Scientists identify molecular switch that controls ATF2's dual functions

Published on February 3, 2012 at 6:46 AM · No Comments

Study identifies protein kinase C-epsilon as a molecular switch that determines tumor-promoting or -suppressing activity in skin cells

The National Cancer Institute (NCI) estimates that as many as one in 51 men and women will be diagnosed with melanoma-the deadliest form of skin cancer-at some point during their lifetimes. A research team led by Ze'ev Ronai, Ph.D. at Sanford-Burnham Medical Research Institute (Sanford-Burnham) is working to unravel the molecular mechanisms underlying the development and progression of this disease in hopes of improving prevention and treatment strategies. To do this, Ronai's laboratory has been studying a protein named Activating Transcription Factor 2 (ATF2), which is associated with poor prognosis in melanoma. ATF2 is a two-faced protein-in melanoma cells, it's oncogenic, or cancer-causing, while in non-malignant types of skin cancers, it acts as a tumor suppressor. In a paper published February 3 in the journal Cell, the team identified a molecular switch that controls ATF2's dual functions. This switch is controlled by protein kinase Cε (PKCε), which disables ATF2's tumor-suppressing activities, sensitizing cells to chemotherapy; instead, ATF2's tumor-promoting activity is enhanced. The team also found that high levels of PKCε in melanoma are associated with poor prognosis.

"PKCε is the culprit behind melanoma's 'oncogenic addiction,'" said Ronai, associate director of the Sanford-Burnham's NCI-designated Cancer Center and senior author of the study. "ATF2 is normally a 'good guy.' But when there is too much PKCε-as in malignant melanoma-ATF2 becomes an oncogene, promoting tumor development."
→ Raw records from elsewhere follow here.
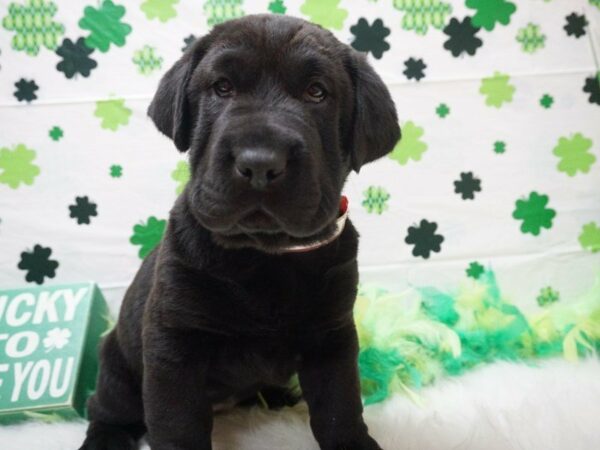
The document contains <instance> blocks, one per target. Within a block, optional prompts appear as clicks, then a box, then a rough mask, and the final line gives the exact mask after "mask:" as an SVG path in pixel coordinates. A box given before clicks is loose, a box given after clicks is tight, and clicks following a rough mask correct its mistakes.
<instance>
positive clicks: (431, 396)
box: [0, 359, 600, 450]
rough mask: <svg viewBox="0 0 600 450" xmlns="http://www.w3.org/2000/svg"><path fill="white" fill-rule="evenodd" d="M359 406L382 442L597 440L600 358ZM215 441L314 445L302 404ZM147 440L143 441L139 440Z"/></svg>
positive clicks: (53, 426)
mask: <svg viewBox="0 0 600 450" xmlns="http://www.w3.org/2000/svg"><path fill="white" fill-rule="evenodd" d="M419 395H420V400H421V403H422V404H421V405H416V404H415V403H414V402H412V401H410V400H408V399H407V398H406V397H402V396H396V397H394V398H391V399H390V400H388V401H387V402H385V403H383V404H379V405H375V406H371V407H368V408H366V411H365V417H366V420H367V422H368V424H369V428H370V430H371V433H372V435H373V436H374V437H376V438H377V440H378V441H379V442H380V444H381V445H382V447H383V448H384V449H386V450H451V449H452V450H512V449H515V450H517V449H518V450H597V449H600V361H598V360H597V359H596V360H588V361H585V362H581V363H578V364H572V363H568V362H565V361H561V360H553V361H548V362H545V363H543V364H541V365H540V367H530V366H526V365H521V364H509V363H496V364H493V365H490V366H487V367H485V368H482V369H480V370H477V371H474V372H472V373H470V374H468V375H465V376H462V377H459V378H454V379H450V380H446V381H443V382H440V383H438V384H437V385H435V386H433V387H430V388H427V389H423V390H422V391H420V393H419ZM84 433H85V423H83V422H78V423H62V424H52V425H49V424H40V423H27V424H23V425H16V426H10V427H0V448H1V449H2V450H75V449H77V448H78V446H79V444H80V443H81V441H82V439H83V436H84ZM214 442H215V445H214V448H215V450H315V449H318V447H317V445H316V442H315V441H314V439H313V437H312V435H311V433H310V430H309V428H308V422H307V414H306V407H305V406H304V405H303V404H300V405H298V406H297V407H295V408H292V409H286V410H284V411H280V412H272V411H265V410H263V409H259V408H256V409H253V410H250V411H235V412H232V413H229V414H226V415H223V416H220V417H218V418H217V419H216V421H215V430H214ZM147 448H148V447H147V446H145V447H144V449H147Z"/></svg>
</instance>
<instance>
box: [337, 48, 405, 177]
mask: <svg viewBox="0 0 600 450" xmlns="http://www.w3.org/2000/svg"><path fill="white" fill-rule="evenodd" d="M349 72H350V76H351V78H352V83H353V85H354V115H353V116H354V117H353V125H352V130H351V131H350V133H352V138H351V141H350V147H351V148H350V151H351V154H350V157H351V162H352V168H353V169H354V170H355V171H356V172H357V173H358V171H359V170H360V168H361V166H362V165H364V164H366V163H369V162H371V161H374V160H376V159H378V158H381V157H382V156H385V155H386V154H388V153H389V152H391V151H392V149H393V148H394V146H395V145H396V142H398V139H400V126H399V125H398V116H397V115H396V107H395V105H394V101H393V100H392V97H391V96H390V92H389V91H388V89H387V87H386V86H385V84H383V81H381V78H379V75H377V74H376V73H375V71H374V70H373V68H372V67H371V66H370V64H369V63H368V62H367V59H366V57H365V56H364V55H362V54H360V53H358V52H355V51H353V54H352V56H351V57H350V65H349Z"/></svg>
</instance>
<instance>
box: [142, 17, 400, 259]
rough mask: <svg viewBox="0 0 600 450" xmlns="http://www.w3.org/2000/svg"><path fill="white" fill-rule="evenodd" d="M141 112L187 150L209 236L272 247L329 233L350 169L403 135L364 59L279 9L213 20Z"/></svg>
mask: <svg viewBox="0 0 600 450" xmlns="http://www.w3.org/2000/svg"><path fill="white" fill-rule="evenodd" d="M148 114H149V115H150V117H151V118H152V119H153V121H154V123H155V124H156V126H157V128H158V129H159V130H160V131H161V132H162V133H164V134H166V135H167V136H169V137H170V138H171V139H173V142H174V143H175V146H176V147H177V148H178V149H179V150H180V151H186V150H188V149H189V151H190V165H191V171H192V177H191V181H190V183H189V185H188V186H187V188H186V191H185V193H184V195H187V196H188V198H189V201H190V204H191V207H192V211H193V214H194V215H195V217H196V219H197V220H198V221H199V222H200V223H201V224H202V225H203V226H204V227H206V228H207V229H209V230H211V232H212V234H213V236H214V238H215V240H216V241H217V242H218V243H220V244H221V245H224V246H229V247H244V246H252V247H256V248H259V249H261V250H264V251H273V252H276V251H277V249H278V248H279V247H281V246H284V245H289V244H297V243H302V242H307V241H310V240H313V239H315V238H316V237H319V236H322V235H325V234H327V233H328V232H329V231H331V229H332V227H333V224H334V222H335V219H336V217H337V213H338V208H339V202H340V195H341V191H342V187H343V184H344V180H345V179H346V177H347V176H348V174H349V172H350V171H351V170H352V169H354V170H356V171H358V170H359V168H360V167H361V166H362V165H363V164H365V163H368V162H370V161H373V160H375V159H377V158H379V157H381V156H383V155H385V154H386V153H388V152H389V151H391V150H392V148H393V146H394V145H395V143H396V141H397V140H398V139H399V136H400V129H399V127H398V122H397V117H396V111H395V108H394V103H393V101H392V99H391V98H390V94H389V92H388V90H387V88H386V87H385V85H384V84H383V83H382V81H381V79H380V78H379V77H378V76H377V75H376V74H375V72H374V71H373V69H372V68H371V67H370V66H369V65H368V63H367V62H366V60H365V58H364V56H362V55H360V54H358V53H357V52H355V51H354V50H352V49H351V48H350V47H348V46H347V45H344V44H342V43H341V42H339V41H338V40H337V39H336V38H335V37H334V36H333V35H332V34H331V33H330V32H328V31H326V30H324V29H322V28H320V27H318V26H316V25H313V24H310V23H308V22H305V21H303V20H300V19H295V18H291V17H285V16H269V15H257V16H247V17H244V18H242V19H238V20H234V21H230V22H227V23H225V24H222V25H219V26H217V27H215V28H214V29H213V30H212V31H211V32H210V34H208V35H206V36H205V37H203V38H201V39H199V40H198V41H196V43H195V44H194V45H193V46H192V47H191V48H190V49H188V50H187V51H186V53H185V54H184V55H183V56H182V58H181V59H180V60H179V61H177V62H176V63H175V65H174V66H173V67H172V68H171V69H170V70H169V71H168V72H167V73H166V74H165V76H164V77H163V79H162V81H161V83H160V86H159V88H158V91H157V93H156V95H155V97H154V99H153V101H152V103H151V105H150V108H149V110H148Z"/></svg>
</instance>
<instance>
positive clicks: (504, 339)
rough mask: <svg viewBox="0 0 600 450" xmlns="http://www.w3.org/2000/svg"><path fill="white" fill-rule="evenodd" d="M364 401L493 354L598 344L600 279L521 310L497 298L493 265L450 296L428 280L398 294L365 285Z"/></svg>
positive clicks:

In this study, Ronai and lead author Eric Lau, Ph.D., a postdoctoral researcher in his lab, found that PKCε's malignant power is in its ability to direct ATF2's location and activity within a cell. In a normal cell, PKCε modifies ATF2, keeping it in the nucleus, where it turns genes on and off and helps repair damaged DNA. When the cell experiences exposure to toxicity or stress (radiation, for example), PKCε backs off and ATF2 is able to move out of the nucleus and to the mitochondria, the part of the cell that generates energy and helps control cellular life and death. When it gets there, ATF2 helps to set the cell on a death course-a safeguard cells use to prevent errors that often make them cancerous.